Plats: MIT-huset, MC 413
David Modjeska: Navigation in Electronic Worlds
As information environments become larger and more complex, a pressing problem is no longer that of finding information, but of finding one's way in information. That is, a central problem is that of user navigation. Navigation is important for a user's effectivness, as well as for meaningful experience. Existing strategies in information retrieval and graphical user interfaces often don't scale up well for large information environments. Such environments include both hypertext systems, such as the World Wide Web, and virtual reality systems. Much previous research on electronic worlds has considered information exploration, structuring, and visualization. Some relevant research can also be found in the areas of urban design (architecture and urban planning) and the social sciences (cognitive psychology and anthropology). Relatively little work has been done on user navigation in large virtual worlds. Further research is thus appropriate, particularly in the areas of environment and tool design.

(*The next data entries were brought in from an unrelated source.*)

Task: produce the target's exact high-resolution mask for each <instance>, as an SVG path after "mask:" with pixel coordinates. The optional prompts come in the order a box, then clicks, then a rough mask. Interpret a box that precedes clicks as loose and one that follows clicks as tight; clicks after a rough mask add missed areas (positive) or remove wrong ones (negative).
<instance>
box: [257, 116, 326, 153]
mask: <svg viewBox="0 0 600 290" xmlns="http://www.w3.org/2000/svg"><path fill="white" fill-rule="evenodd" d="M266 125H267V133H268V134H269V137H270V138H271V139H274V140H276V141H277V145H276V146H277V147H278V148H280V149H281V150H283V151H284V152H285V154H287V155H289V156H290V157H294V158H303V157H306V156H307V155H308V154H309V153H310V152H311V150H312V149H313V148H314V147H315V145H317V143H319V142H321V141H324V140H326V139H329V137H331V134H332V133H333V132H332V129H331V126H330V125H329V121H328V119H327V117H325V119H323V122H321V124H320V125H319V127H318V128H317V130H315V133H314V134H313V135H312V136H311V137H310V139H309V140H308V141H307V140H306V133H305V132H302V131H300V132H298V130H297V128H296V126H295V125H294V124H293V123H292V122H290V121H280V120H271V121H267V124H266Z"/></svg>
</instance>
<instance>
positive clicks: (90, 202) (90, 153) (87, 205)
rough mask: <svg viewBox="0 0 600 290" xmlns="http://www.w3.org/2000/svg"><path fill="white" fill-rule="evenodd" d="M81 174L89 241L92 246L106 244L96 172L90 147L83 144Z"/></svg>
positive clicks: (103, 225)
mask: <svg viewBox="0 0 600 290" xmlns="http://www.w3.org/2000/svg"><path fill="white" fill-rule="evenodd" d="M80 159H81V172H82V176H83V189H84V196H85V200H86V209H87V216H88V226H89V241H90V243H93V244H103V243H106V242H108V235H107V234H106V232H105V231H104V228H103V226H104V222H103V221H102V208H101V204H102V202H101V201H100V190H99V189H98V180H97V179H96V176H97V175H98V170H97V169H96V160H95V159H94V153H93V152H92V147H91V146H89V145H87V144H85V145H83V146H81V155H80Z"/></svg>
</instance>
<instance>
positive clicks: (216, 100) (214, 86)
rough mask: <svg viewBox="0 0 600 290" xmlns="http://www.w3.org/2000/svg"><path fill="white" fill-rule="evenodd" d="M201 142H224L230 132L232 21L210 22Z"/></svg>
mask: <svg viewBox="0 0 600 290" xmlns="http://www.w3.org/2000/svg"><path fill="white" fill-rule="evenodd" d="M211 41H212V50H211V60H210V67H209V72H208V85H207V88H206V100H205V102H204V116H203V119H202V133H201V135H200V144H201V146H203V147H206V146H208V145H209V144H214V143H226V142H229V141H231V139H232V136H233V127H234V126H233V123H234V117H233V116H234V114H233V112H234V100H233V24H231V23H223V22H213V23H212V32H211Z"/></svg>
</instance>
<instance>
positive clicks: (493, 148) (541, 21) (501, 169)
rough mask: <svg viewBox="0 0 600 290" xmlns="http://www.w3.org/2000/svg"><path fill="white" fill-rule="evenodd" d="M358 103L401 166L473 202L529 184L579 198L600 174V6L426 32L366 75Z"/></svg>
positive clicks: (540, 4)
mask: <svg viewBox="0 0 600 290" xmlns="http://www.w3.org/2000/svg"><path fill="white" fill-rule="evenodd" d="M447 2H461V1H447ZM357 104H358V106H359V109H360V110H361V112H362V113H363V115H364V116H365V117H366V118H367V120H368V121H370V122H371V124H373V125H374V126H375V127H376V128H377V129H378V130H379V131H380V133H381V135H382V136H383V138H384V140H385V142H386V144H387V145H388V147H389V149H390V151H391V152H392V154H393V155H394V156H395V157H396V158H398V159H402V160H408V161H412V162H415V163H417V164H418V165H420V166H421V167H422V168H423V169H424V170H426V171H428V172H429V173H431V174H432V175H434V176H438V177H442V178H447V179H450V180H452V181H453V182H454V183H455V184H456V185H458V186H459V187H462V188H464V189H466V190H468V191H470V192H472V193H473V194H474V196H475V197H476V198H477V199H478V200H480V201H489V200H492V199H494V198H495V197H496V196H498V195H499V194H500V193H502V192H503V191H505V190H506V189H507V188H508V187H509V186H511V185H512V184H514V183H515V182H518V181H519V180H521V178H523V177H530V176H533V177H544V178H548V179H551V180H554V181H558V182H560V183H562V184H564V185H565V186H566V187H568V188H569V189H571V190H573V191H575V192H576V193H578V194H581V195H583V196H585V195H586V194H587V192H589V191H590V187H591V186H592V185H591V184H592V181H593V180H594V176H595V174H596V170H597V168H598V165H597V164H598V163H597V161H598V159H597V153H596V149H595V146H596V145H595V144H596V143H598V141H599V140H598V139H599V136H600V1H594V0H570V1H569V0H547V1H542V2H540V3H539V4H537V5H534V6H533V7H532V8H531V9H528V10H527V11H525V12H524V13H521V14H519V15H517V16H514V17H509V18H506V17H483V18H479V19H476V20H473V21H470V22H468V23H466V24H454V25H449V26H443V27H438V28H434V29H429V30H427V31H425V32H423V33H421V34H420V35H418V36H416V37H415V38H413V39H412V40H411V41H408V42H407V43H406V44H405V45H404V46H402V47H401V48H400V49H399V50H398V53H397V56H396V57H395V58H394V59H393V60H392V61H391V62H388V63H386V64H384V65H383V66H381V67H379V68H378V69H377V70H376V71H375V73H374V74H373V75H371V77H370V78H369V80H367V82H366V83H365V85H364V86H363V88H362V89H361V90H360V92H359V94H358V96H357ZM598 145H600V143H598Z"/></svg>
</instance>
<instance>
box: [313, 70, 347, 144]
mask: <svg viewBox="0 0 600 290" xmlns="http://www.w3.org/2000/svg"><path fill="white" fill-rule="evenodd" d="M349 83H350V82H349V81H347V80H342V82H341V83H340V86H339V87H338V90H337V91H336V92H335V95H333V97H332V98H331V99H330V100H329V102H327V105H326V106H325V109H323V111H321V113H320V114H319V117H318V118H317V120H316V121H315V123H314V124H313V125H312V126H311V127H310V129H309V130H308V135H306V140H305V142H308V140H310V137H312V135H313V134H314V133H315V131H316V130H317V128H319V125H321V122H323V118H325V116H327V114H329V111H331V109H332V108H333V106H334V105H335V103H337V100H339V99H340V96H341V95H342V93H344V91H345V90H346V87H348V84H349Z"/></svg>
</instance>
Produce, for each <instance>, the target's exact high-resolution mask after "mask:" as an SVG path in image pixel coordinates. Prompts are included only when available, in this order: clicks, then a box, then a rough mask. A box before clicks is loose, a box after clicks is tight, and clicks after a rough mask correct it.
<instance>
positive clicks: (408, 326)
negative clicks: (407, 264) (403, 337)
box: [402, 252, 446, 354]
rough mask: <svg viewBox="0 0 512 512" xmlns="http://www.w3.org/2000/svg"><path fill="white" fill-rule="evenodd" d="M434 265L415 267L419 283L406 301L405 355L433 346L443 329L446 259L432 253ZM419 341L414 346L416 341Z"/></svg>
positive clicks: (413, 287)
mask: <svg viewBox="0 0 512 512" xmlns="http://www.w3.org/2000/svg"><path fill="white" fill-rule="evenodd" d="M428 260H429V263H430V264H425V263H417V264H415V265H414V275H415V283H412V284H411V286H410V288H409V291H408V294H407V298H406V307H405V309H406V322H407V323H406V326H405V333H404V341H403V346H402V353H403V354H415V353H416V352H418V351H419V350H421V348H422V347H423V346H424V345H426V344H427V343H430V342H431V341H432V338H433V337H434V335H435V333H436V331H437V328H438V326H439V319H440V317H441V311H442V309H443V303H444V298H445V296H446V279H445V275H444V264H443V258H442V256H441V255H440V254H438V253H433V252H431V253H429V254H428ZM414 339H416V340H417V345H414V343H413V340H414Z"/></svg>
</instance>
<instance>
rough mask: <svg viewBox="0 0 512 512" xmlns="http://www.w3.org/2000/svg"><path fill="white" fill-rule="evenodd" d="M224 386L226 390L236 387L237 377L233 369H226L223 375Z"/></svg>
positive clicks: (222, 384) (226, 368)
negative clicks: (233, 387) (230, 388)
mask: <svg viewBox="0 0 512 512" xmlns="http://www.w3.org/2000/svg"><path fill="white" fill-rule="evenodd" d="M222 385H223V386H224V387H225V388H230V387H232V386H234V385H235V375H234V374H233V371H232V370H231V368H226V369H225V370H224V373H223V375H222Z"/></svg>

This seminar will begin by introducing the topic of navigation in electronic worlds, discussing background, definitions, and problems. We will then consider some previous research in electronic worlds, as well as some relevant research in the physical world. Particular attention will be paid to the work of Kevin Lynch and Romedi Passini on wayfinding in complex urban environments, as well as related research by Darken and Silbert on wayfinding in virtual worlds. After reviewing this work, the seminar will discuss some current research opportunities and my own plans. These plans include an investigation of how users learn and remember textual or spatial structures when navigating in virtual worlds.